O fundador da Amazon tem se reunido com alguns dos maiores gestores de recursos do mundo para estruturar o projeto. Nos últimos meses, Bezos passou pelo Oriente Médio, onde apresentou a iniciativa a representantes de fundos soberanos. Mais recentemente, esteve em Singapura em busca de novos investidores, de acordo com pessoas a par das negociações.
Descrito a potenciais cotistas como um “veículo de transformação da manufatura”, o fundo pretende comprar empresas de setores estratégicos, como semicondutores, defesa e aeroespacial. Pelo tamanho pretendido, o projeto colocaria Bezos no mesmo patamar de iniciativas como o Vision Fund, do SoftBank, também de US$ 100 bilhões, embora com foco em tecnologia.
A estratégia está diretamente ligada ao Project Prometheus, startup de IA da qual Bezos se tornou co-CEO no ano passado. A empresa desenvolve modelos capazes de entender e simular o mundo físico, uma fronteira da inteligência artificial que vem atraindo volumes crescentes de capital.
A ideia de Bezos é aplicar essa tecnologia nas empresas adquiridas pelo fundo para elevar produtividade e margens, em um movimento semelhante ao que fundos de investimento já vêm fazendo em áreas como contabilidade e gestão imobiliária.
Segundo fontes ouvidas pelo WSJ, o Project Prometheus discute uma rodada de financiamento que pode chegar a US$ 6 bilhões.

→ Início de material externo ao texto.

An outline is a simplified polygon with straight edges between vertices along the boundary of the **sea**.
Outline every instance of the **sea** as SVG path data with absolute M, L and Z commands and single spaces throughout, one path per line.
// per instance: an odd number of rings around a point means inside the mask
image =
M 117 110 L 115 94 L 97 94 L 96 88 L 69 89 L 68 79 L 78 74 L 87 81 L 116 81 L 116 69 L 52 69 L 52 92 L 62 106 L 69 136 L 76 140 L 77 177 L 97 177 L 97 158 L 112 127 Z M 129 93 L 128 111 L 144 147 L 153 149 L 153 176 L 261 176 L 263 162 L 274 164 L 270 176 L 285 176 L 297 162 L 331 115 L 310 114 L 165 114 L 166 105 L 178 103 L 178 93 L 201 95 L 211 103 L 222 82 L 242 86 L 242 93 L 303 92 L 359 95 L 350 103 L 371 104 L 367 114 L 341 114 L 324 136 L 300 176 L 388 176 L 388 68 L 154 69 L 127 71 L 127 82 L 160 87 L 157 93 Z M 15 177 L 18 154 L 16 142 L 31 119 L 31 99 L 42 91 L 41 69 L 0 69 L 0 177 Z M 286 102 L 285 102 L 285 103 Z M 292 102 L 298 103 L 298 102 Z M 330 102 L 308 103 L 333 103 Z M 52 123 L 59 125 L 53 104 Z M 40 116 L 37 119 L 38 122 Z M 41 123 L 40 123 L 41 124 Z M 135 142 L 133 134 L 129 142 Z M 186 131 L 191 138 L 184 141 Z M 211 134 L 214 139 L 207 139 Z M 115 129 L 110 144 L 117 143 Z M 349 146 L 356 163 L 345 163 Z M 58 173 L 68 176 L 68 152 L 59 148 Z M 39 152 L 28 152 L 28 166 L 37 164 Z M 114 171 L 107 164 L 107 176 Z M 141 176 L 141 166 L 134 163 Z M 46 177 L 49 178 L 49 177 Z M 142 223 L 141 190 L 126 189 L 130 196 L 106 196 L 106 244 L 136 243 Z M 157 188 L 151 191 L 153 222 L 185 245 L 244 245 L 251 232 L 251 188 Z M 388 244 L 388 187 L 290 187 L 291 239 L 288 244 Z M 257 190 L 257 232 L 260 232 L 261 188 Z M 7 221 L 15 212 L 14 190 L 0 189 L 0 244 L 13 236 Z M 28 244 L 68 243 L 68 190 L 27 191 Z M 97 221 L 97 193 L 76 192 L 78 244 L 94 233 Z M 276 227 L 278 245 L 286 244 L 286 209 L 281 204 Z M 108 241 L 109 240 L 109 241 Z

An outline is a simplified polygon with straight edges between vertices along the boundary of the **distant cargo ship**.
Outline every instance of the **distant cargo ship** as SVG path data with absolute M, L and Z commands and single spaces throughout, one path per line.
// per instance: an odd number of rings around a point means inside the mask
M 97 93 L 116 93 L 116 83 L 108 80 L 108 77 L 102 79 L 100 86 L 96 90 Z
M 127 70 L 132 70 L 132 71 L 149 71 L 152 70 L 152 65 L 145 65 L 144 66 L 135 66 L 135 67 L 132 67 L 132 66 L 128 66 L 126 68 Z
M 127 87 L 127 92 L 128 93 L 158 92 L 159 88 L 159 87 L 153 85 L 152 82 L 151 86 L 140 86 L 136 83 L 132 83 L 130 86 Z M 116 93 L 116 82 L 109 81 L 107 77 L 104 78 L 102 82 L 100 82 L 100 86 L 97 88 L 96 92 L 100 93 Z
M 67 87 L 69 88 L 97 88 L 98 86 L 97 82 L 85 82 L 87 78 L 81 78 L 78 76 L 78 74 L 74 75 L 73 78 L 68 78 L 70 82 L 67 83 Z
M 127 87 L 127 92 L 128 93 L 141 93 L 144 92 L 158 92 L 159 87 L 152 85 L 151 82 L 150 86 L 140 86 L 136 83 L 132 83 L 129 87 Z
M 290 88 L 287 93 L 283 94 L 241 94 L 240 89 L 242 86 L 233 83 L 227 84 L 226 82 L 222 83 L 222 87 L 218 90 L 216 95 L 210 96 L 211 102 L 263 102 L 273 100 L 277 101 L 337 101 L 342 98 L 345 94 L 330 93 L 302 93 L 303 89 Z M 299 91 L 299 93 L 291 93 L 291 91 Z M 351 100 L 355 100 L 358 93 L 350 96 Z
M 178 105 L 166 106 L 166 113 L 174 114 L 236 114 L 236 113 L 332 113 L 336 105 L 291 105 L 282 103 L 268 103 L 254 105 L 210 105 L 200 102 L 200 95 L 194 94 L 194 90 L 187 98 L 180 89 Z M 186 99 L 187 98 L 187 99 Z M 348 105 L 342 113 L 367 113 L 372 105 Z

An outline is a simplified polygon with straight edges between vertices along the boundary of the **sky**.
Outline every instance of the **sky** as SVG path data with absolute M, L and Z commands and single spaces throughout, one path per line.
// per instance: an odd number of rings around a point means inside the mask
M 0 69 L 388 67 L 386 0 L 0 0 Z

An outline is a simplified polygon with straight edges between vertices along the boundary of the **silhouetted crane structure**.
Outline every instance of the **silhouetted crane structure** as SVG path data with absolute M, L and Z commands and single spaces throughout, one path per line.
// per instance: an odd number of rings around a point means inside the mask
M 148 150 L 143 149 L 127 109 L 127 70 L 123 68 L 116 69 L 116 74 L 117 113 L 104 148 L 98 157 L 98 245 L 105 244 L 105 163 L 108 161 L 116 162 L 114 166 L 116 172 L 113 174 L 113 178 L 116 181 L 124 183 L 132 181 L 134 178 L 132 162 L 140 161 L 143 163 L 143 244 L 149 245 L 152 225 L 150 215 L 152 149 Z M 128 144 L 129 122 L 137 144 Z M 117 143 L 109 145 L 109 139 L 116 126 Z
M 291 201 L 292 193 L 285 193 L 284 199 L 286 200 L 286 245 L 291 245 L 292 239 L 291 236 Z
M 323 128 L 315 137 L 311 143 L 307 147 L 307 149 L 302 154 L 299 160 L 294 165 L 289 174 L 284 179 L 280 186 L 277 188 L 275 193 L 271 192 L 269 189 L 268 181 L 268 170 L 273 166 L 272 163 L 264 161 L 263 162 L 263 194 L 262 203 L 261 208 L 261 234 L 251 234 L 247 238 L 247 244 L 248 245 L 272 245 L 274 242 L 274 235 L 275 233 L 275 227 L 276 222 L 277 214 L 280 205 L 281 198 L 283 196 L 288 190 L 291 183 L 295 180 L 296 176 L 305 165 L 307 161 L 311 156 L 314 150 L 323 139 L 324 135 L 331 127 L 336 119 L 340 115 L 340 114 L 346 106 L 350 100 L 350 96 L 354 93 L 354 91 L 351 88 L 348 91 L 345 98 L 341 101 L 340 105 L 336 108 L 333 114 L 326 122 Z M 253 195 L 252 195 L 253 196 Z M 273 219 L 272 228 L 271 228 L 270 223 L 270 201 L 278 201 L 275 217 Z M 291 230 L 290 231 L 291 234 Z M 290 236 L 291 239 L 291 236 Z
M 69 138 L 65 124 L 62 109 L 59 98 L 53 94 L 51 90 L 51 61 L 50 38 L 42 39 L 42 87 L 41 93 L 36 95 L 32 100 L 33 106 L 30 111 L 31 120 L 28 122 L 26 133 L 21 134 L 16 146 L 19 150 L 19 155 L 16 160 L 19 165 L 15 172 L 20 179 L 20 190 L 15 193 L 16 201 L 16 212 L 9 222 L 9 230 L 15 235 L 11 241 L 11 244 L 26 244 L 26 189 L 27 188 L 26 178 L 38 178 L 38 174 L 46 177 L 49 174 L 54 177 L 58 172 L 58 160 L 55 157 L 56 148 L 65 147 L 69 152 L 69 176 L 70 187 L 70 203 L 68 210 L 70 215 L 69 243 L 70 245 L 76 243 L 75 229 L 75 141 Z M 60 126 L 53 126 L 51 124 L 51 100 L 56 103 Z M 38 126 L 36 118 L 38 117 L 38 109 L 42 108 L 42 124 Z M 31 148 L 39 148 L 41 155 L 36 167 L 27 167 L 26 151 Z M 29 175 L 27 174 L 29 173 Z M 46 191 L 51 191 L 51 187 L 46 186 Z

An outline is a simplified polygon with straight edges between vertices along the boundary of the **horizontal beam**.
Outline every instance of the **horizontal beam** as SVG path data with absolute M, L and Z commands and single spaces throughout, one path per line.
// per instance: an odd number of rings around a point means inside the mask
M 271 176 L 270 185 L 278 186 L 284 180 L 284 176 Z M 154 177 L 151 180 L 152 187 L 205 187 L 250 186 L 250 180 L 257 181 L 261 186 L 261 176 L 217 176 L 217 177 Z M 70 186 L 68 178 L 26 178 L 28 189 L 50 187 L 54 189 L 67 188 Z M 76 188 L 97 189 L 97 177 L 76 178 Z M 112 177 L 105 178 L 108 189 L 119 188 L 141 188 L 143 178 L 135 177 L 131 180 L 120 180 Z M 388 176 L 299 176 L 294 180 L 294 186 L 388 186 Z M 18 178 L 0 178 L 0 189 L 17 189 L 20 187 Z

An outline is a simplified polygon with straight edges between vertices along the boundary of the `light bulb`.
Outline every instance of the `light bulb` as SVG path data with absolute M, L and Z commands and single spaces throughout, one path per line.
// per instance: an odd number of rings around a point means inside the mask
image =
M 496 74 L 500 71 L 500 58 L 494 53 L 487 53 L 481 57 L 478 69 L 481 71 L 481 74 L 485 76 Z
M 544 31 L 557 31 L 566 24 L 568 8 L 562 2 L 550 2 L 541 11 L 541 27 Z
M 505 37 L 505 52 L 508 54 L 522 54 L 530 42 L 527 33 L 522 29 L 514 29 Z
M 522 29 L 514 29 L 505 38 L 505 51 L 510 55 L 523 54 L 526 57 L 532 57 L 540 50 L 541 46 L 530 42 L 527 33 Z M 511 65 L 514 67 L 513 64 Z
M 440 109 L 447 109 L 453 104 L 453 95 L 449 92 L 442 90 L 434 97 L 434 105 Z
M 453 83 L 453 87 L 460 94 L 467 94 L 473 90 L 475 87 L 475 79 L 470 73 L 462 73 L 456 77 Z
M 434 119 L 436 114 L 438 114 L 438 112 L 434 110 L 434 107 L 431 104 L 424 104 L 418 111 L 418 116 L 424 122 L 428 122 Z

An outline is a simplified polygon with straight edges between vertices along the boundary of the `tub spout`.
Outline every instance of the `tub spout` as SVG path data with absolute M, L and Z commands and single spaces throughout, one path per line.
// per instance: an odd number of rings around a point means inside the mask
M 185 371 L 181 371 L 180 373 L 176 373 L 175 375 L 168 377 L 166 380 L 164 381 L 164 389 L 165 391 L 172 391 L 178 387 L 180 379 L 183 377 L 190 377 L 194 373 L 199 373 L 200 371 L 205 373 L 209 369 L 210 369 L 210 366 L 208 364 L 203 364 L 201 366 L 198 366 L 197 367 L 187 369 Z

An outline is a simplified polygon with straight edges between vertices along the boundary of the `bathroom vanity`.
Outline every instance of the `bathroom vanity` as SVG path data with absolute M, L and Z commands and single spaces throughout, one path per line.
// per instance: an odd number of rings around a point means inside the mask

Recentemente, a empresa nomeou Dave Limp, CEO da Blue Origin, para seu conselho. Bezos fundou a empresa espacial em 2000 e segue investindo bilhões de dólares por ano no negócio.
Enquanto grande parte da corrida da IA tem sido dominada por grandes modelos de linguagem, cresce o fluxo de investimentos em soluções voltadas à robótica, engenharia e manufatura, áreas que exigem sistemas capazes de lidar com espaço físico, materiais e forças mecânicas.
Nesse contexto, Bezos se junta a outros nomes veteranos do Vale do Silício. Travis Kalanick, ex-CEO do Uber, relançou sua startup Atoms com foco em manufatura inteligente, enquanto Elon Musk tem reforçado para investidores os planos da Tesla de desenvolver robôs humanoides.
A liderança no Project Prometheus marca o primeiro cargo executivo formal de Bezos em uma empresa de tecnologia desde que deixou o comando da Amazon, em 2021 — onde segue como chairman.
A Prometheus pretende inicialmente vender software de simulação e design de engenharia. Entre as aplicações estão a previsão do comportamento de materiais sob estresse ou a simulação do fluxo de ar em asas de aviões, segundo documentos apresentados a investidores.
Bezos divide o cargo de CEO com Vik Bajaj, professor da Faculdade de Medicina de Stanford e cofundador da Verily, braço de ciências da vida do Google. A startup também recrutou talentos vindos de laboratórios como OpenAI e Google DeepMind e levantou US$ 6,2 bilhões no ano passado.
O WSJ apurou ainda que o JPMorgan Chase mantém conversas preliminares para apoiar a iniciativa por meio de sua recém-criada Iniciativa de Segurança e Resiliência, um fundo de US$ 10 bilhões lançado em dezembro. Para liderar o projeto, o banco contratou Todd Combs, ex-gestor da Berkshire Hathaway.